When I specifically asked several people at the legislature whether Joe Lorigo is given wide berth so as to not piss Ralph off and lose a future Lorigo party endorsement, the answer was strongly and uniformly affirmative.
News reports have focused on Lorigo’s efforts to find out the source of the leak, going so far as to demand the email passwords of Republican staffers. Susan Gregg has retained the services of attorney Jim Ostrowski, who told me that he had served the County with a “notice of claim”; a statutory prerequisite to filing suit over this personnel matter. Lorigo refused to comment, citing the pending litigation.
Republican sources, speaking on condition of anonymity, counter that Gregg has been a “disciplinary problem” and a “shit-stirrer” in the past, so they argue that it’s not far-fetched to suspect her as the leak. Lorigo interviewed everyone in the email string and asked for their login and password to see what was sent and received, and rumor has it that there was an agreement among Republicans at the leg to terminate whomever was determined to be the leak, but that Hardwick balked when Gregg was accused; hence, the suspension.
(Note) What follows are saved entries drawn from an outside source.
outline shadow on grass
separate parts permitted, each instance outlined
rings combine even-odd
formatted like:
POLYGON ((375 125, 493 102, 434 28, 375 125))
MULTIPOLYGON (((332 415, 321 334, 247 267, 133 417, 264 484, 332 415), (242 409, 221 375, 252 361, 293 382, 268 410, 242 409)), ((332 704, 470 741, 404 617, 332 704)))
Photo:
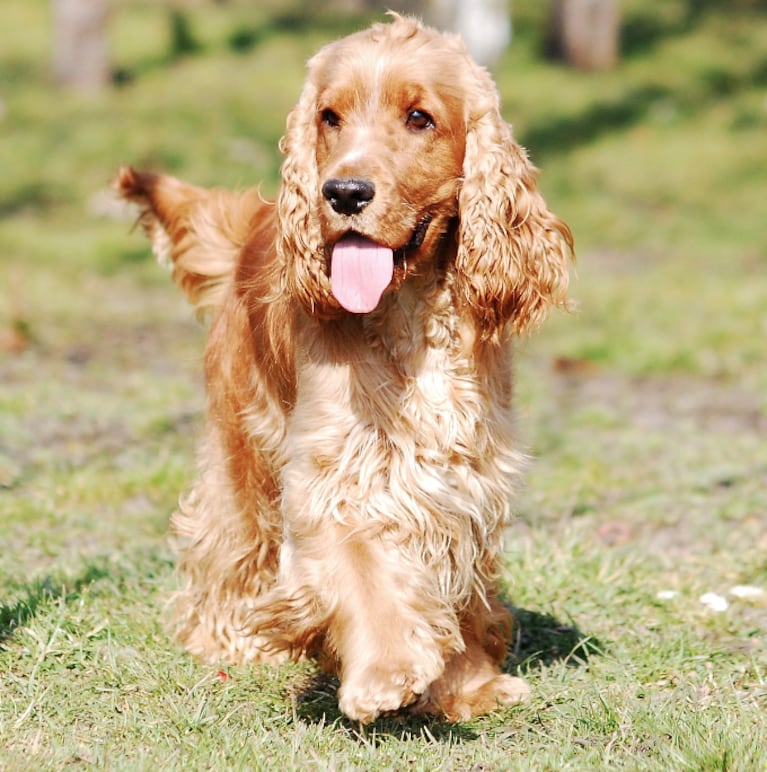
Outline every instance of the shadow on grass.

Hardwick was extremely angry, and claimed that there was no proof whatsoever of Gregg’s guilt – there was no way of knowing when or from where the emails were copied or printed, but Gregg had allegedly forwarded that email to her personal email address. When the letter hit Democrats’ mailboxes, Betty Jean Grant and Barbara Miller-Williams were upset, and Republicans were embarrassed.
Hardwick asserts that he doesn’t know who sent the letter, but he’s convinced it’s not Gregg, who denies having done so.
It takes special skill to mess up an historic majority, but it would seem that infighting isn’t a disease that affects only Erie County Democrats. It can, however, have the same deleterious effects.